November 10, 2010 at 1:55 am
Hi there,
Using SQLServer 2008, I have this question. For a new customer I must set up a database. Two tables in particular will be very large, named tblCampaign, and tblCampaignHistory. tblCampaign will grow by estimated 200,000 records a week. tblCampaignHistory (keeping track of mutations of the former) with estimated 600,000 per week.
The rowsize of tblCampaign is not known yet, because the customer still has to define the campaign, but it may add up to be 60 columns with a length of 4,000 - 5,000. The rowsize of tblCampaignHistory is 22 columns with a length of 2074. tblCampaign's PID is a clustered index, used most of the times (but not always) for the relationship between the tables.

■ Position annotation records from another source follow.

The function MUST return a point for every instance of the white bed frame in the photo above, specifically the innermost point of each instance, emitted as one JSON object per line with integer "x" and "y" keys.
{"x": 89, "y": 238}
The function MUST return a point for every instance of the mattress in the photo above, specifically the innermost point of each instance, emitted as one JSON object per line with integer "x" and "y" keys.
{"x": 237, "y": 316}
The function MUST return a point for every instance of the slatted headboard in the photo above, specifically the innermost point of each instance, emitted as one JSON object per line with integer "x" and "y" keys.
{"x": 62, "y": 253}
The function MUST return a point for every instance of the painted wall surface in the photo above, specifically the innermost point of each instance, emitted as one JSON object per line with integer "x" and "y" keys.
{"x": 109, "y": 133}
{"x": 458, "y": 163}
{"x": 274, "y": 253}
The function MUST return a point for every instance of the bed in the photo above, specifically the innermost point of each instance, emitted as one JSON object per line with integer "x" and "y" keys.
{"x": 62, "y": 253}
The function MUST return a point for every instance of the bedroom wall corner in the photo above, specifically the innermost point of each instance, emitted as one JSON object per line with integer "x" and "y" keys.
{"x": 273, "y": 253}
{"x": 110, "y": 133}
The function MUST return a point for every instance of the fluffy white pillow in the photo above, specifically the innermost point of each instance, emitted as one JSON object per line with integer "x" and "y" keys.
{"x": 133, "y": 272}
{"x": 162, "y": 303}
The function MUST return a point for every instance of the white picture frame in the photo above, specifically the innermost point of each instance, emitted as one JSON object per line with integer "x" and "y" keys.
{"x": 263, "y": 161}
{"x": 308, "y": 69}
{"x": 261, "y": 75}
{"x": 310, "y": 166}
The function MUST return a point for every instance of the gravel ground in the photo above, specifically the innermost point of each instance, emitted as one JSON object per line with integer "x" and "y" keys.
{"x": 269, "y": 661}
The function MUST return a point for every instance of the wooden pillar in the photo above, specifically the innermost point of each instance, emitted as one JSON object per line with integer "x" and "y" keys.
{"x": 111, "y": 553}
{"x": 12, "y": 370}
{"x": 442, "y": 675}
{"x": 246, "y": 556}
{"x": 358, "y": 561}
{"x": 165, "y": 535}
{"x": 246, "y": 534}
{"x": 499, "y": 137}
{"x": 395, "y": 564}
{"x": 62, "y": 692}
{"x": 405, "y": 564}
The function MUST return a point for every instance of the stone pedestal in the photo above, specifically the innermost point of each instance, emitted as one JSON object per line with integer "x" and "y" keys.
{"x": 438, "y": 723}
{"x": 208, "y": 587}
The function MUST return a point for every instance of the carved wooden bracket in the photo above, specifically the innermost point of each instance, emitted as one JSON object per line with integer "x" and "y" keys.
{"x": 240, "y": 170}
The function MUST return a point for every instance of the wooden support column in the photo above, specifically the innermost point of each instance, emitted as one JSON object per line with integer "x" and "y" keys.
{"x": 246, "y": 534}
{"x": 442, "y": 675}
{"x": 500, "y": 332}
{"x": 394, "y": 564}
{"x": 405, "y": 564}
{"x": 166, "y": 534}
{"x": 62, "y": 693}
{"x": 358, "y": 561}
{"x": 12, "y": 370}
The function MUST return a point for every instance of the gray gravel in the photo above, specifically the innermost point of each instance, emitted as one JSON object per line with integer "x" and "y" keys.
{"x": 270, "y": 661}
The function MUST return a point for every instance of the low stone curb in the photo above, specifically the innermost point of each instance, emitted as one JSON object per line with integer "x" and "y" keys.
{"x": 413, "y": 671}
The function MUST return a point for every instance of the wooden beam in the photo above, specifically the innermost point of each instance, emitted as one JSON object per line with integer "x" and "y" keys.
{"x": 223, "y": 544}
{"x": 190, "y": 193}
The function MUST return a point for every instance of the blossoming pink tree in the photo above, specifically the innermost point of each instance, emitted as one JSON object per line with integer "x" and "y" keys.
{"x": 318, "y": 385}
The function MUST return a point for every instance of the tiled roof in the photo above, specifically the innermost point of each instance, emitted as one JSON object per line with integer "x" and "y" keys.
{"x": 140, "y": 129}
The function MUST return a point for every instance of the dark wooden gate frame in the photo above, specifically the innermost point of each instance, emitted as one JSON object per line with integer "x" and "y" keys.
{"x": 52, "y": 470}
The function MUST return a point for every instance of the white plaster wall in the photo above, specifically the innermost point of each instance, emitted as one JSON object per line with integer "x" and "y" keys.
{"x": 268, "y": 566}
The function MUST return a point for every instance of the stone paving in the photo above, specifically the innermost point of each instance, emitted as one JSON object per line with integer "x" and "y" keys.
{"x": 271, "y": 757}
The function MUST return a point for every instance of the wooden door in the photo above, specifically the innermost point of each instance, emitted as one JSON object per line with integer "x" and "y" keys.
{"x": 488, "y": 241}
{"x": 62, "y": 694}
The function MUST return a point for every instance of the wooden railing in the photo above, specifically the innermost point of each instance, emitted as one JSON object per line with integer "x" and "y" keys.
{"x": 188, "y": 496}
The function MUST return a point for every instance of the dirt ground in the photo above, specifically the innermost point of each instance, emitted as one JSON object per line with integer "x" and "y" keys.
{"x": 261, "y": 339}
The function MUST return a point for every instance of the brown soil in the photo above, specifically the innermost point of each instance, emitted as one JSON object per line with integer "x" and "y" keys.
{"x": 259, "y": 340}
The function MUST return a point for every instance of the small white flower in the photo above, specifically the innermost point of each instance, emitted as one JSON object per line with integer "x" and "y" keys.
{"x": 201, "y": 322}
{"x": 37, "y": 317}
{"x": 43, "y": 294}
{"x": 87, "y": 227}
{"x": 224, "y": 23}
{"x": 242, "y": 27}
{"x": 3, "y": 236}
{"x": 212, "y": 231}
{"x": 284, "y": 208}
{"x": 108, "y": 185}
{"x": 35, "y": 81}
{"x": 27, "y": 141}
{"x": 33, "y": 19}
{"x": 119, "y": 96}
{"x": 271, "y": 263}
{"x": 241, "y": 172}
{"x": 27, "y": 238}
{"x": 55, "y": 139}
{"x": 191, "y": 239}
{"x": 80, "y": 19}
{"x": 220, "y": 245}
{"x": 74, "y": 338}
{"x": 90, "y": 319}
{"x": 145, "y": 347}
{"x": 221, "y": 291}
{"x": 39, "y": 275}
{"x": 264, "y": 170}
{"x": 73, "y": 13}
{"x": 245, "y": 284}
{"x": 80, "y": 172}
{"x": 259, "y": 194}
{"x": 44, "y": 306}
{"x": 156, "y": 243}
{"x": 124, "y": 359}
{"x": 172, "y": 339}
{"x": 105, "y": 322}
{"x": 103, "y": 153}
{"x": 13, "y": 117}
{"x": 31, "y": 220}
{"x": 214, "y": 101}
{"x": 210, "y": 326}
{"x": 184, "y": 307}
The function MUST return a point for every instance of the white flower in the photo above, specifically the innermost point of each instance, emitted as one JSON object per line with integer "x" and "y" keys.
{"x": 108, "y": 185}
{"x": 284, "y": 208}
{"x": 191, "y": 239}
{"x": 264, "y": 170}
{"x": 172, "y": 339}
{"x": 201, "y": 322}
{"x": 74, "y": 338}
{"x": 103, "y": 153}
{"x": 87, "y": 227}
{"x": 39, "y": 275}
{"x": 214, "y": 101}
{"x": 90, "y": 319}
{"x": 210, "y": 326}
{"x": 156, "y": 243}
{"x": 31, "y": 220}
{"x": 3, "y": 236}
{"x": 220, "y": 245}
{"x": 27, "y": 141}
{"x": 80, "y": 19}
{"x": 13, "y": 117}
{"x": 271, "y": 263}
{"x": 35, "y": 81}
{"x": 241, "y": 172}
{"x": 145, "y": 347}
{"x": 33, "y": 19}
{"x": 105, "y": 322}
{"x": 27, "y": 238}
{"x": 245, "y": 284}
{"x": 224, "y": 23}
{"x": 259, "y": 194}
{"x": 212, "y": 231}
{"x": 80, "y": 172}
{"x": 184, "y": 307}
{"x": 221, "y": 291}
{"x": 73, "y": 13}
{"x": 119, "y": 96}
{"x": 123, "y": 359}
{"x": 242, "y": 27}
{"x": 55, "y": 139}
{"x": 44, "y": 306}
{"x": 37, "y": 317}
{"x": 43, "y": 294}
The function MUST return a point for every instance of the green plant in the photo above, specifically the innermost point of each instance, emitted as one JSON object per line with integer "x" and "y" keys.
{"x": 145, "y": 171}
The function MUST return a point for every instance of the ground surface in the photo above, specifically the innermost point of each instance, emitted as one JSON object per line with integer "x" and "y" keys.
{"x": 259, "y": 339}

At peak moments, up to 400 concurrent users will be accessing (read/write) the table.
Question: Should I set it up like this? I could also break the campaign up into segments. Not one big tblCampaign/tblCampaignHistory pair with 400 users, but ten smaller pairs with 40 users each. Or maybe even set up more than one database (more than one server is not an option though).
Thanks for any input on this matter,
Raymond
November 10, 2010 at 3:55 am
I would look towards partitioning. Although the end user will see 1 table, the physical file groups will be stored on different drives for speeds of access.
Possibly create non-clustered indexes on columns that will be queried frequently.
November 10, 2010 at 9:28 am
Partitioning is important, but also if these are LOB type columns in here, think about vertically partitioning because of some of the issues around index rebuilds with LOB columns (no online ops).